March 11, 2007

No closer ally in South America

President George W. Bush visited Colombia on Sunday to show support to his closest ally in South America as it fights a decades-old insurgency and drug war supported in part by billions of dollars in U.S. aid.
Bush was the first U.S. president to visit Bogota in 25 years and meets Colombian President Alvaro Uribe at the midpoint of a weeklong, five-nation Latin America tour shadowed by his leftist nemesis, Venezuelan President Hugo Chavez.

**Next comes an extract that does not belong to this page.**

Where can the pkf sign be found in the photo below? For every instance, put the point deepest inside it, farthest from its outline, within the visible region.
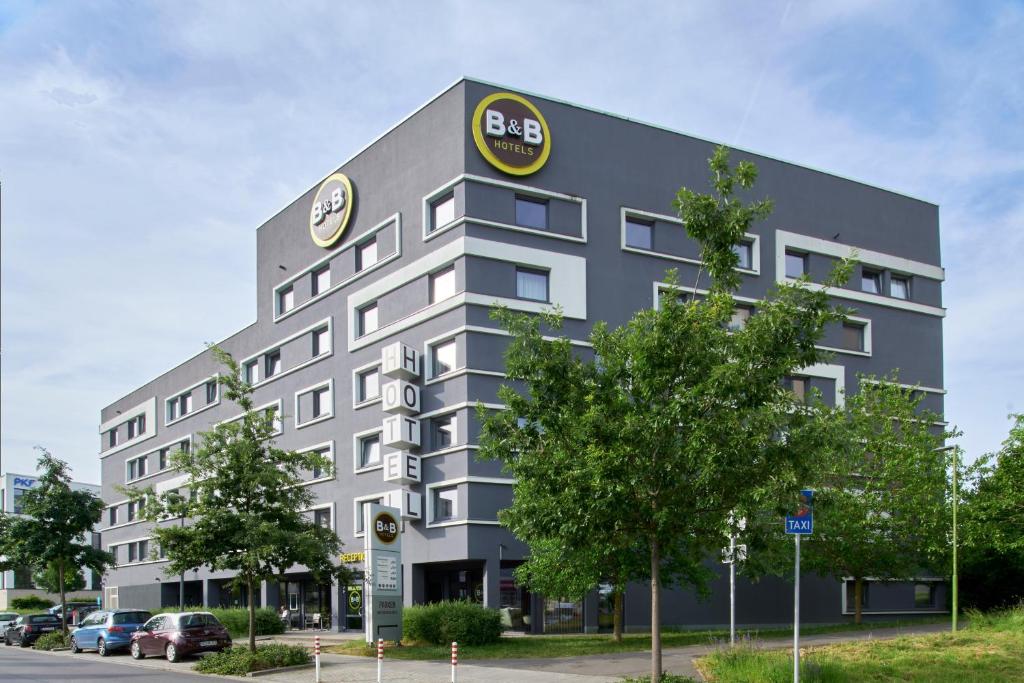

But security concerns meant Bush was to be in the Colombian capital for only about seven hours, and a growing Colombian political scandal could complicate their meetings.
Worried about Chavez's growing anti-U.S. influence, Bush is seeking to improve relations with leaders of the right and moderate left in Latin America, where the Iraq war and U.S. trade and immigration policy have made him deeply unpopular.
Although Bush has been to Colombia before, he will be the first president to visit the capital since Ronald Reagan in 1982, a decision meant to highlight security improvements under Uribe, the most U.S.-friendly leader in the region.
But the White House was not confident enough to let Bush stay there overnight. The national police chief has said leftist rebels plan attacks during his trip, and a massive security effort has been mounted to keep him safe.
He will spend most of his stopover cloistered in Bogota's Narino Palace, one of Colombia's most heavily guarded sites.
The George W. Bush administration has no closer ally in South America than Colombia, the recipient of more than $4 billion in American aid this decade to combat drug trafficking and guerrilla insurgencies. But a widening scandal tying paramilitary death squads and drug traffickers to close supporters of President Álvaro Uribe clouded Bush's brief visit here on Sunday.
Since the scandal worsened in recent weeks, Democrats in Congress have increased their scrutiny of two important measures before them: a broad trade agreement with Colombia that has already been signed by Bush and Uribe, and a request from the administration for a new $3.9 billion aid package for the country.

Claims of human rights abuses by political allies of Uribe, including the use of information from the executive branch's intelligence service to assassinate union organizers and university professors, have already resulted in the arrest of Jorge Noguera, a former chief of the Colombian secret police who was awarded that job after working on the president's campaign.